“那好,王知府,本王有個要求,現在姑且不要打草驚蛇,隻需將相關人等控製起來。到時候,本王會派軍士將其一網打盡。”
“那王爺,你不是要讓眾人舉報嗎?這一舉報不就是打草驚蛇了嗎?”
“知府大人,此言繆也,本王不讓你打草驚蛇,是不想讓你對其緝拿,但白蓮教眾,本王也知道他們都是一幫僥幸之徒。
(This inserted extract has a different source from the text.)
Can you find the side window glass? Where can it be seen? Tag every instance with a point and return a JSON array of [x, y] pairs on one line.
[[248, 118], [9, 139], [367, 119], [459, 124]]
這些教眾都有“燈下黑”的想法,相信最危險的地方就是最安全的地方,因此,當知府你放出緝拿白蓮教眾風聲後,在一個多月裏麵不見行動,那就會讓他們覺得雷聲大雨點小,安之若素爾,最後麻痹大意,到時候,本王要讓他們明白,野心家的欲望,那就是鮮血澆築的地獄。”
“卑職明白了,那王爺,不知道這事情何時放出風聲好?”
“半個月後吧!”
“是,王爺,卑職記下了”,說完這話,王在台還有一副意猶未盡的樣子,隻不過不想說話,而是端起茶碗,將苦丁茶一飲而盡。
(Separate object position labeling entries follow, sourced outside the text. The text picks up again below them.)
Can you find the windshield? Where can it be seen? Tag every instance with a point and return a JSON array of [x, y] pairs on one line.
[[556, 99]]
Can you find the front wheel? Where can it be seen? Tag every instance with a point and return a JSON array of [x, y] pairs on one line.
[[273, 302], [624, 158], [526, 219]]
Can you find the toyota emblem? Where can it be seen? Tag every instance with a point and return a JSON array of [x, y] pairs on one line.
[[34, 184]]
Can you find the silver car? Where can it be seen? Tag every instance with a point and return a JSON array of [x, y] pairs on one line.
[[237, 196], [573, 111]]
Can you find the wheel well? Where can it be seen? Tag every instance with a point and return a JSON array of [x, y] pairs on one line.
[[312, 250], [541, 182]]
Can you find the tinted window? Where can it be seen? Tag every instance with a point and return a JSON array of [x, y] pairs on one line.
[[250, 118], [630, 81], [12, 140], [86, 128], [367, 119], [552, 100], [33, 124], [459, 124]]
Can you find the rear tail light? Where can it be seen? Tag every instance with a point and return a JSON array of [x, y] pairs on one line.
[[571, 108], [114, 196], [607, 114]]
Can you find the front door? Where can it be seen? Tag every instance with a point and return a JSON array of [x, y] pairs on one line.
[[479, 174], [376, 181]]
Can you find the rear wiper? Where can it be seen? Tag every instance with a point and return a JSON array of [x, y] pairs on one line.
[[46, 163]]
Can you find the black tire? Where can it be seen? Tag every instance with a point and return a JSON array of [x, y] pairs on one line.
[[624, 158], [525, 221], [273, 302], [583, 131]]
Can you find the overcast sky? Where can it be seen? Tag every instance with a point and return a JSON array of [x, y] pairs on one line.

朱常浩看著著漢中知府難言之隱的樣子,心裏惡毒地想,“這王知府現在看起來已經年過四旬,現在這副難言之隱的神情,不會是房事有心無力吧?看他胡須稀疏的樣子,就是雄性激素不足,用二十一世紀的話說,就是性冷淡。”
想到這裏,朱常浩心中對這位知府大人動了惻隱之心,想到其官居五品,竟然是雄風不振,這對一個男人來說,是怎樣的一副折磨和憋屈啊?
朱常浩用男人都懂的憐憫表情,看著王在台,頓時讓這位年過四旬的知府大人氣得咬牙切齒。
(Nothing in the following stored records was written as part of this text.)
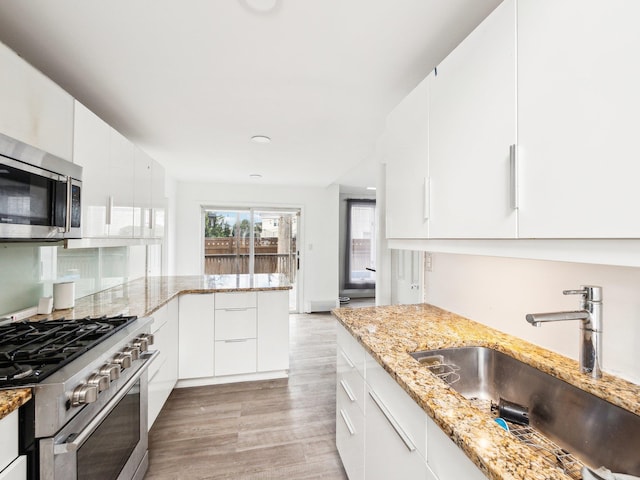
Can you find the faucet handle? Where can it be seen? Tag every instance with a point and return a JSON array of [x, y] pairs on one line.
[[591, 293]]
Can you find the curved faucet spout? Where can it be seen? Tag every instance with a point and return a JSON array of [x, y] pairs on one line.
[[536, 319], [591, 329]]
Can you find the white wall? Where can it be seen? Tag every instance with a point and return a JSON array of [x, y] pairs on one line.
[[318, 234], [499, 292]]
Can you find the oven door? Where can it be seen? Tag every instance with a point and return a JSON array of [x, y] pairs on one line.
[[110, 446]]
問題是朱常浩竟然好心地對王在台開解道,“王知府,本王理解,你也不要沮喪,yang痿zao泄這對於朝廷的太醫來說,都是難以治愈的,你既然有了這個痛苦,那就說出來,或者哭出來吧。畢竟有一位哲人說過,‘男人哭吧哭吧不是罪’,本王以太祖爺發誓,絕不會泄露出一點,就是我的管家王伯也不會說出去的,你就說出來,心裏或許好受一點!”
王在台聽完朱常浩的話。先是氣得麵紅耳赤,接著便是哭笑不得,最後,臉色一陣紅一陣青的。